Marcos Ugarte

Personal information
- Date of birth: December 2, 1992 (age 33)
- Place of birth: Madrid, Spain
- Height: 5 ft 8 in (1.73 m)
- Position: Midfielder

College career
- Years: Team / Apps / (Gls)
- 2011–2012: Providence Friars / 35 / (8)
- 2013–2014: Michigan Wolverines / 30 / (3)

Senior career*
- Years: Team / Apps / (Gls)
- 2013–2014: Michigan Bucks / 9 / (0)
- 2015–2016: Rochester Rhinos / 34 / (0)
- 2018: Ringkøbing / 12 / (0)
- 2019–2021: Birmingham Legion / 14 / (0)

International career
- United States U17
- United States U18

Managerial career
- 2017: Michigan Wolverines (volunteer asst.)
- 2022-2023: Michigan Wolverines (assistant)
- 2024-: Rhode Island FC (assistant)

= Marcos Ugarte =

American soccer player (born 1992)

Marcos Ugarte (born December 2, 1992) is an American former soccer player who played as a midfielder, and currently serves as an assistant coach for USL Championship club Rhode Island FC.

==Career==
===Youth and college===
Ugarte played high school soccer at the Providence Country Day School and then went off to college soccer at Providence College and the University of Michigan between 2011 and 2014.

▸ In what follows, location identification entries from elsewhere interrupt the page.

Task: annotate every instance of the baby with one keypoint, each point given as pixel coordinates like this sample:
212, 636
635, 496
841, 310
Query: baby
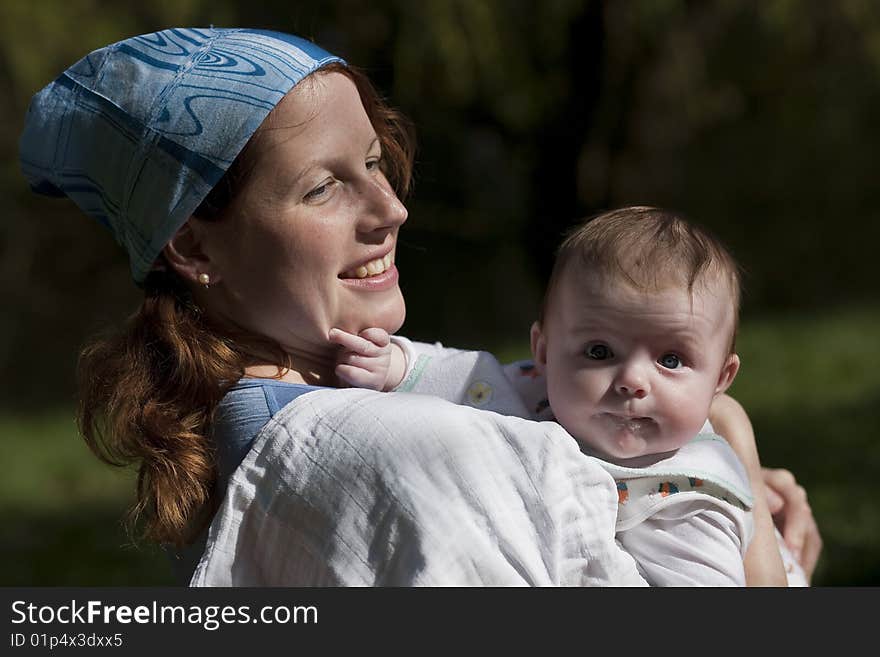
635, 339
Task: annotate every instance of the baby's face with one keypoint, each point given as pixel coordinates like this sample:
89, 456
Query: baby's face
631, 373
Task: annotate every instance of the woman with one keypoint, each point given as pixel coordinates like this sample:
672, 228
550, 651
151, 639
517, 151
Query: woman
254, 180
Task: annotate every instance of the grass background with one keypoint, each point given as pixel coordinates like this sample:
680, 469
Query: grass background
811, 384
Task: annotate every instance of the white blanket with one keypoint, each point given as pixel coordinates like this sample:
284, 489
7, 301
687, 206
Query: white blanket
360, 488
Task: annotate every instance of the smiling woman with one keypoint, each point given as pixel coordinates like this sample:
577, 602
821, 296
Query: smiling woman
313, 192
255, 180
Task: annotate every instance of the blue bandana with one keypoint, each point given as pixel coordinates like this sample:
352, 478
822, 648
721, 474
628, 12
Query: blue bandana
138, 133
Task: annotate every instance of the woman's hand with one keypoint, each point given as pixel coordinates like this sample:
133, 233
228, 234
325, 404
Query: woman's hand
793, 517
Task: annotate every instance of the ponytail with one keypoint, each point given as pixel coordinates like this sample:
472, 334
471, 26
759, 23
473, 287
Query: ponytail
147, 395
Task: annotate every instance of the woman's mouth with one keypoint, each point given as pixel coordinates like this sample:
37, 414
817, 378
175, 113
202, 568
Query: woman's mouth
376, 275
371, 268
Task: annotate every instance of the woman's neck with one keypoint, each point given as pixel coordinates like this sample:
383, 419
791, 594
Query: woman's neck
293, 375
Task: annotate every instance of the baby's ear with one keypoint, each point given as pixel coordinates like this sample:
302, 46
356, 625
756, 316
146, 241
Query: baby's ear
728, 373
539, 347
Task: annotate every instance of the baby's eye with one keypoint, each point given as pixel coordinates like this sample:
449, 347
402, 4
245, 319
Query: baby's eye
670, 361
598, 352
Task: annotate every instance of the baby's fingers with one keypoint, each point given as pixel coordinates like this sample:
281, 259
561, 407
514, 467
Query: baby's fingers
355, 343
377, 336
357, 377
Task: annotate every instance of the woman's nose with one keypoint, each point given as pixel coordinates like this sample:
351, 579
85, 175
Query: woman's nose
632, 381
384, 209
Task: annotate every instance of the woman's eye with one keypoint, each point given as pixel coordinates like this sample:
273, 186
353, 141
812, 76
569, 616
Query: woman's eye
318, 192
598, 352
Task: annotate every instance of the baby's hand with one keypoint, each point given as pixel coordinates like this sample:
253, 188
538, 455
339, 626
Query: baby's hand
369, 359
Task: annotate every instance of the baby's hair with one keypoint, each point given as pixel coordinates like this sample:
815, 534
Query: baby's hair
650, 249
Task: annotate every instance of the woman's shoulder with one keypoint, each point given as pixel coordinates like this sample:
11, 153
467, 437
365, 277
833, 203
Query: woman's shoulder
245, 409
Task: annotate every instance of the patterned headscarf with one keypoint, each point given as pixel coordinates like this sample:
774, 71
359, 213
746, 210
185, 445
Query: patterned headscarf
137, 133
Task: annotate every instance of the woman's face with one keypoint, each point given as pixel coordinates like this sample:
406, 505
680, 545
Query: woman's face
309, 243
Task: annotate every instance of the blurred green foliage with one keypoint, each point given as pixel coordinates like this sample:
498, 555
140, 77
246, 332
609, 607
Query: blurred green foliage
757, 118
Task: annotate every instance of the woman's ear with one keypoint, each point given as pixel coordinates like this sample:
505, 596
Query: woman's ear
186, 255
539, 347
728, 373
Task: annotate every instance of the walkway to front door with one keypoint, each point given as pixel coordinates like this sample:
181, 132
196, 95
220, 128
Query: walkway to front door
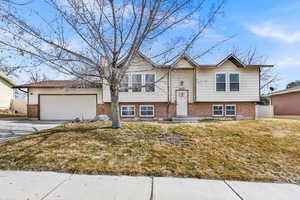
181, 102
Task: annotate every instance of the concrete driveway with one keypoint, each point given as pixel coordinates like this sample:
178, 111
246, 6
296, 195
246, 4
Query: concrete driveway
11, 128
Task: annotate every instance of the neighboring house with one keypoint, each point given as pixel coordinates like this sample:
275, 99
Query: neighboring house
286, 102
6, 92
226, 89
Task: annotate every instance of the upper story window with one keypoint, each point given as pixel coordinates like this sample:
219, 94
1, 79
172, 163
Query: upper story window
221, 82
136, 82
149, 82
147, 111
234, 79
124, 84
217, 110
128, 111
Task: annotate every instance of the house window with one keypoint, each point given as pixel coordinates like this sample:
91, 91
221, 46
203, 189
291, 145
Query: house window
124, 84
230, 110
150, 82
220, 82
234, 82
128, 111
217, 110
136, 83
147, 111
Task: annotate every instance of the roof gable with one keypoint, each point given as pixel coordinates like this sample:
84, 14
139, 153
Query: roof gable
237, 62
186, 62
5, 78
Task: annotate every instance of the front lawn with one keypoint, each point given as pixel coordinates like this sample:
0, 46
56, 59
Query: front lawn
264, 150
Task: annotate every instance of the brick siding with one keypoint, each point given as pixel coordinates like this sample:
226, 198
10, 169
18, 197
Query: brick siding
286, 104
247, 109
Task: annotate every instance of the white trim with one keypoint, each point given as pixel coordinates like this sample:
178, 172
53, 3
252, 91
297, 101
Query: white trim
216, 81
226, 109
144, 81
147, 115
214, 110
122, 106
228, 74
128, 82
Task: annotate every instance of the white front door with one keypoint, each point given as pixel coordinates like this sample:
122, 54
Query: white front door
181, 102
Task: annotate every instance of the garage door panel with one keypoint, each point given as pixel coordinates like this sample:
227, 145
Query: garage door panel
67, 107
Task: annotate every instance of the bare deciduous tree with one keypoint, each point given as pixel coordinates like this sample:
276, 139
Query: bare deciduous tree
79, 34
268, 76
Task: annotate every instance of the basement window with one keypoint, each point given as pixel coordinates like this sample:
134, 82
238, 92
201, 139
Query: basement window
128, 111
234, 79
230, 110
124, 84
221, 82
147, 111
217, 110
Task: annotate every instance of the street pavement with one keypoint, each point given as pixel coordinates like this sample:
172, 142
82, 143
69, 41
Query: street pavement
12, 128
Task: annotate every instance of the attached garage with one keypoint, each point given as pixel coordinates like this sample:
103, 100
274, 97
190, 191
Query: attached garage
67, 107
63, 100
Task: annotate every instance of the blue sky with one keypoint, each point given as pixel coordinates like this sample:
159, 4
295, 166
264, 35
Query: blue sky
270, 26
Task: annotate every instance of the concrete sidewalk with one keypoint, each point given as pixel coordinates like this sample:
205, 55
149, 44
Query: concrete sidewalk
18, 185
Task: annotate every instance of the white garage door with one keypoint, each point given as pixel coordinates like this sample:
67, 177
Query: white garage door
67, 107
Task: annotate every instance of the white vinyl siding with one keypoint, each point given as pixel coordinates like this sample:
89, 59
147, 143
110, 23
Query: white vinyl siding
146, 111
248, 84
127, 111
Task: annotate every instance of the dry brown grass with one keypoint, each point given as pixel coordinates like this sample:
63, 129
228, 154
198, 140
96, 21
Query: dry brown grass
264, 150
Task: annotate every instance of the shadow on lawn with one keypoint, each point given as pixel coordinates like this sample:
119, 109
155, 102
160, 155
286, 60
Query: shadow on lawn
43, 136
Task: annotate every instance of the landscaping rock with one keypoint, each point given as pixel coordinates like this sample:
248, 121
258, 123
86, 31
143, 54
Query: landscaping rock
76, 120
101, 118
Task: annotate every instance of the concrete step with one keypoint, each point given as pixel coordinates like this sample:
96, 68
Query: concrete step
185, 119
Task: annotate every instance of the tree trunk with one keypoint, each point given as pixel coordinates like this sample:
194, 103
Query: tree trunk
115, 113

Ugarte also appeared for Premier Development League club Michigan Bucks between 2013 and 2014.

===Professional===
Ugarte signed with United Soccer League club Rochester Rhinos on March 26, 2015.

Ugarte missed 2017 due to injury, before joining Danish side Ringkøbing IF in 2018. On December 19, 2018, Ugarte joined Birmingham Legion FC after attending an open tryout for the club.